Although the Company believes that these assumptions were reasonable when made,
these assumptions are inherently subject to significant known and unknown risks,
uncertainties, contingencies and other important factors which are difficult or
impossible to predict and are beyond its control. Such risks, uncertainties,
contingencies and other important factors could cause actual events to differ
materially from the expectations expressed or implied in this release by such
forward-looking statements. The information, opinions and forward-looking
statements contained in this announcement speak only as at its date and are
subject to change without notice, and each of the Company, the Manager and its
affiliates expressly disclaims any obligation or undertaking to update, review
or revise any statement contained in this announcement whether as a result of
new information, future developments or otherwise. This announcement is made by
and is the responsibility of, the Company. Neither the Manager nor any of its
affiliates makes any representation as to the accuracy or completeness of this
announcement and none of them accepts any responsibility for the contents of
this announcement or any matters referred to herein. 

This announcement is for information purposes only and is not to be relied upon
in substitution for the exercise of independent judgment.
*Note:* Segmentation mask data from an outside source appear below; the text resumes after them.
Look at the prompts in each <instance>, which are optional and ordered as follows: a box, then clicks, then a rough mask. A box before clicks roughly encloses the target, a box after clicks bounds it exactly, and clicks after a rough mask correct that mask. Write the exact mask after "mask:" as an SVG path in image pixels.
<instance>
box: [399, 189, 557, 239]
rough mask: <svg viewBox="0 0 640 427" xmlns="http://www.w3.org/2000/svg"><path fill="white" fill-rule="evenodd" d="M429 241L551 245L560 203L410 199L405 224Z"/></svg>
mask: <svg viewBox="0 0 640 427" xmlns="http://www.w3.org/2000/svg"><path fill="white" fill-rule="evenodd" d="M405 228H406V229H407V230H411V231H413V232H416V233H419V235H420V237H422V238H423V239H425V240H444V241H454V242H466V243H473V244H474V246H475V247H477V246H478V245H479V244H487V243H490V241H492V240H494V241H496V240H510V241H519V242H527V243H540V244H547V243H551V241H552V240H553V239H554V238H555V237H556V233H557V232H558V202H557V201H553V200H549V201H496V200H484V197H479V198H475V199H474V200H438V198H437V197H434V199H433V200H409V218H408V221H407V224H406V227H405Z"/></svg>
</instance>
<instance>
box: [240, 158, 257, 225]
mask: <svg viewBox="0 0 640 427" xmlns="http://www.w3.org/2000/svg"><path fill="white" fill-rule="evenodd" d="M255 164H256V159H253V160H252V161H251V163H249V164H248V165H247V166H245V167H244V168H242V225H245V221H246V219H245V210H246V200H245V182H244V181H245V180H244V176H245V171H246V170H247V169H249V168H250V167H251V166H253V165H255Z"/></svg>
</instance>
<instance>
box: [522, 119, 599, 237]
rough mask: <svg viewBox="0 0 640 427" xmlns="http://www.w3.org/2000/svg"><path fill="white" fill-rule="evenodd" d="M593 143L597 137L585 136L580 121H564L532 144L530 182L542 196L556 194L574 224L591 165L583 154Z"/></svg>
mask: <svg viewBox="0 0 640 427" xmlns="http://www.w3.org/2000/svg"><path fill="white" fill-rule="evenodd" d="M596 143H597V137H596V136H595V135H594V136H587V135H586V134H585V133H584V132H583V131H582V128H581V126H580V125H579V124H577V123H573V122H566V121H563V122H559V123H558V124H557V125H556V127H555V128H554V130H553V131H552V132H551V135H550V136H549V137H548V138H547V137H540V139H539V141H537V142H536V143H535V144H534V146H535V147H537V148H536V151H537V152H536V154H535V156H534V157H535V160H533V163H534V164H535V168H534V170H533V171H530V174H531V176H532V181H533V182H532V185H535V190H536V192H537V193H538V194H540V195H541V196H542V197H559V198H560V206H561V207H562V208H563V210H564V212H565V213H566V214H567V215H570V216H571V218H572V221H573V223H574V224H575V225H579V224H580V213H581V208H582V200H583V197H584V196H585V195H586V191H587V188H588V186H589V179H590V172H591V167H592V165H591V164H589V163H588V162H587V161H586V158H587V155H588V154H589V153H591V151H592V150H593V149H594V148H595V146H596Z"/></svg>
It is not intended as
investment advice and under no circumstances is it to be used or considered as
an offer to sell, or a solicitation of an offer to buy any securities or a
recommendation to buy or sell any securities of the Company. No reliance may be
placed for any purpose on the information contained in this announcement or its
accuracy, fairness or completeness. Neither the Manager nor any of its
affiliates accepts any liability arising from the use of this announcement.